Перед ней возник не Хуан Дьявол с его стройной фигурой. Она испугалась, подумав, что он подошел к ней, но человек, открывший дверь, был помощником на Люцифере. Ниже ростом, менее крепкий, менее статный, со светлыми глазами и каштановыми волосами, на юношеском аккуратно выбритом лице которого было выражение одновременно внимательное и любопытное. Его грудь была широкой, руки мозолистыми, обутый, без грубой майки, которую носил все дни; его одежда была чистой, типичной для обитателей Мартиники и Гваделупе. Он вел великолепную игру с прекраснейшей девушкой, которая на миг остановилась в дверях каюты, словно ослепленная, и пробормотала:
– Выйти? Мне?
– Лодка готова для спуска на воду. Вам уже лучше, правда? Колибри сказал, что вы вылечились, не представляете, как все мы рады.
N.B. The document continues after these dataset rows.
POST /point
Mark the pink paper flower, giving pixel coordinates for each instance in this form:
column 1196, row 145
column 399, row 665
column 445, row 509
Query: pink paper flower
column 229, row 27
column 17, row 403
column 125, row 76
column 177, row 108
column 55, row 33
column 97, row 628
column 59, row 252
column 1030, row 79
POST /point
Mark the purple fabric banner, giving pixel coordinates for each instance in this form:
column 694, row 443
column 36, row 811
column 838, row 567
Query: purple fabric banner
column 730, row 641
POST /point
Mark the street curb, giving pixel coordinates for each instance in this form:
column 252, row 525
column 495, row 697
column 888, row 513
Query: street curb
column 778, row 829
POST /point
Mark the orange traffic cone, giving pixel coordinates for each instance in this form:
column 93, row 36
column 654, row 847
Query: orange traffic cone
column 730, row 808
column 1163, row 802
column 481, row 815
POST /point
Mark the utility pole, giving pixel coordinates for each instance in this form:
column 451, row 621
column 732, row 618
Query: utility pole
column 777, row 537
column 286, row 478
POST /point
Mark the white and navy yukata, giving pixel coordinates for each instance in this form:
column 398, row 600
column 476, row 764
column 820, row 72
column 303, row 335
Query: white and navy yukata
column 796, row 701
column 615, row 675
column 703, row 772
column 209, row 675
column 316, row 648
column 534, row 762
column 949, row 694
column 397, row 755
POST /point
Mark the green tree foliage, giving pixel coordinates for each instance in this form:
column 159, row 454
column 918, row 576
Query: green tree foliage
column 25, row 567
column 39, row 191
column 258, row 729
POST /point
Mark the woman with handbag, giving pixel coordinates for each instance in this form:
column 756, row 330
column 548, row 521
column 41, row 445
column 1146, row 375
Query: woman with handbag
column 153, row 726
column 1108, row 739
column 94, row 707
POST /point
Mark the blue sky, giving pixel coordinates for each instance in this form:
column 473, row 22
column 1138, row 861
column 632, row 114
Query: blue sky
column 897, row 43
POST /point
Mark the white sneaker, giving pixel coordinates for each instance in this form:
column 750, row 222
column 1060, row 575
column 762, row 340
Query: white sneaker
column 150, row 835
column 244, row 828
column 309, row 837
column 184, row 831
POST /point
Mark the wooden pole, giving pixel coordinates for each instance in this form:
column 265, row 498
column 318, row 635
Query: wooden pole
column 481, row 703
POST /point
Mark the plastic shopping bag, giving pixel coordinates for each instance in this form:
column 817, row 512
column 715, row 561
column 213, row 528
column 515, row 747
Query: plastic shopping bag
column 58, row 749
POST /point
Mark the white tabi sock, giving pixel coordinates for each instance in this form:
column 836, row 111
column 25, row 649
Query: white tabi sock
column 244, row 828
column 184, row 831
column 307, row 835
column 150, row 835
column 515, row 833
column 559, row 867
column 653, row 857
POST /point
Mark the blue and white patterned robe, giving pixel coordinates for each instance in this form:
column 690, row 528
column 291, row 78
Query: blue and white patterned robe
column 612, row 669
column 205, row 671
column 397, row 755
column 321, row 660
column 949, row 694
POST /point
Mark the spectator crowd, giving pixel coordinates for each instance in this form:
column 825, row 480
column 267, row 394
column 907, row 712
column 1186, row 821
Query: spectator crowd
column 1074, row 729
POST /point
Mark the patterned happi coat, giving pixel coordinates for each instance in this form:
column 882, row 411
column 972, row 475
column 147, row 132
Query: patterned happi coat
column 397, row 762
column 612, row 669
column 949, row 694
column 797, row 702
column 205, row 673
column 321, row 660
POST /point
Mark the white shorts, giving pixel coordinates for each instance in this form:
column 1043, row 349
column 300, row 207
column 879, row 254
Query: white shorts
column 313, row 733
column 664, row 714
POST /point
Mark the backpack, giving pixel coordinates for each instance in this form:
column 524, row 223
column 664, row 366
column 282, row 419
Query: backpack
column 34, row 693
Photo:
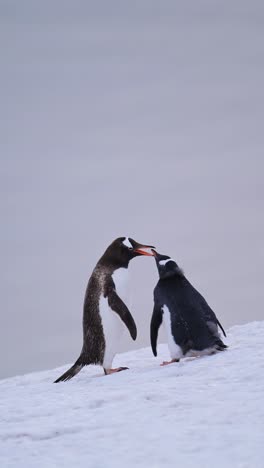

Он протянул руку, такую же примечательную, как и у других членов команды, стоявших неподвижно у борта, которые словно забыли о работе, уставившись на нее, напряженные от невольного чувства, вызванного присутствием женщины в их грубоватом и бесхитростном уме. Стыдливо Моника еще больше завернулась в красную накидку.
– Хозяин сказал, чтобы все спускались. Вы не спуститесь, хозяйка? – настаивал Сегундо.
– С тобой она не спустится. Выполняй поручения и возвращайся со всеми вовремя, если не хочешь, чтобы случилось что-то плохое. Всем здесь быть через час! А теперь проваливайте!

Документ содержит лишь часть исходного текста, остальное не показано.